The prime minister was visiting farmer Tim Hook, who told the BBC he had written to Mr Cameron after losing tens of thousands of pounds because his land has been flooded six times since 2008.
Prime Minister and MP for Witney David Cameron visited farmer Tim Hook near Bampton, in Oxfordshire, to reassure him and other flood-hit farmers that the "money is there" for them.
He said the Government would be setting out details in the "coming days" on how affected farmers will be able to access a £10 million Government fund set up to support them.
Plans for hundreds of redundancies at the Environment Agency have been put on hold as a result of the ongoing floods crisis sweeping the country.
The agency's chief executive has sent an email to staff saying that response to the flooding is taking priority over other work.
David Cameron has told ITV News Deputy Political Editor Chris Ship that the agency must ensure any redundancies "have absolutely no impact" on floods defences.
Paul Leinster said: "We are quite rightly prioritising incident response above all other work. With this in mind, we are reviewing the timetable for the change programme.
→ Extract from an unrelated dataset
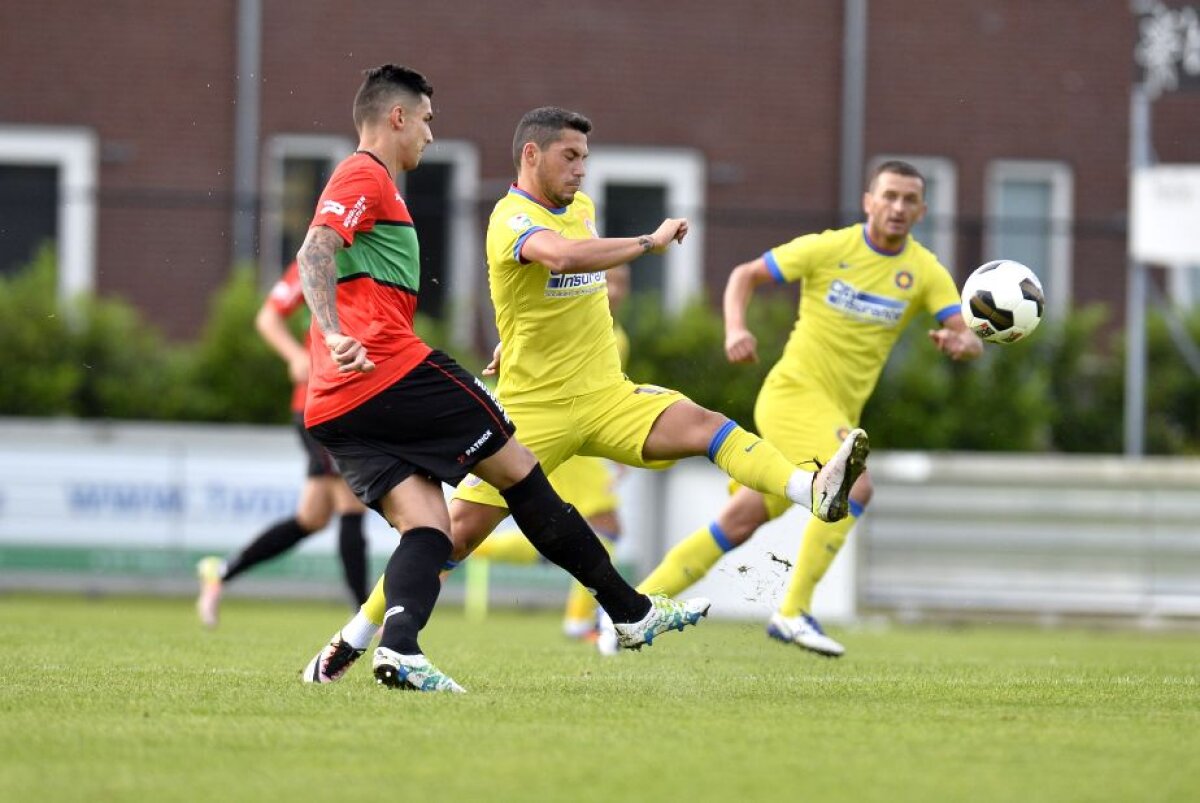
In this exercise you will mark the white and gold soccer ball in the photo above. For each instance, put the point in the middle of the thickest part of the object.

We will not be taking further decisions on work stream proposals or structures whilst we remain in incident mode."
"We will not be taking further decisions on work stream proposals or structures whilst we remain in incident mode.
Mr Leinster added that once the emergency response was over, efforts to implement a successful change programme" would continue.
Mr Cameron refused to comment on the situation at the agency when asked by Labour leader Ed Miliband during Prime Minister's Questions earlier this week.
David Cameron has said he is "very sorry about any way people have suffered" during the floods, as he reiterated the Government's stance that money is no object in the relief effort.
Speaking to Daybreak, Mr Cameron said the Government was fighting on every front to protect people from the "extraordinary weather events".
The Prime Minister was speaking as communities across Britain braced themselves for a battering by heavy wind, rain, and snow.
The additional £130 million David Cameron has pledged to the flood relief effort will not address the country's long-term flood risk, the Government's own independent advisers have said.
The Committee on Climate Change said on its blog: "As it is, only 4% of households at flood risk in England are seeing their defences refurbished or improved over this period.
"So the additional funding won't materially address the rising long-term flood risk given the latest assessment of the investment need."
Speaking at the Cabinet Committee on Flooding, David Cameron said that the "immediate priority" of the Government's Cobra committee to continue to help communities affected by flooding and to coordinate the emergency response.
He said: “I have already announced a series of longer-term measures to help hard-working people including new grants for homeowners and businesses to help them recover; business rate relief and a commitment from all major banks to provide financial support.
"This is on top of an extra £130 million to shore up and repair flood defences which have been battered by the storms."
“We are doing everything we can to help people and businesses deal with the flooding and get back on their feet," he added. "And through this new Cabinet Committee we are doing all we can to ensure resilience in the future.”
David Cameron has chaired the first meeting of a new Cabinet committee on flood recovery.
The committee agreed a series of reviews in relation to the long-term flood recovery plan:
- A review of the Bellwin scheme which provides emergency financial assistance to local authorities during exceptional circumstances, to consider whether the arrangements for providing funding to compensate local authorities for the costs of emergency measures are fit for purpose
- A targeted review of the resilience of the transport network to extreme weather events
- A review of investment decision guidelines on flood defences
- An annual resilience review to consider the local, regional and national response to extreme weather situations and make recommendations for the Government’s long and short-term resilience strategy.
The consensus between major political parties on climate change has been "fraying at the edges" over the last few months, the energy secretary told Daybreak.
Ed Davey urged the general public to listen to scientists and recognise it was "very sensible and very cheap" to tackle the problem now.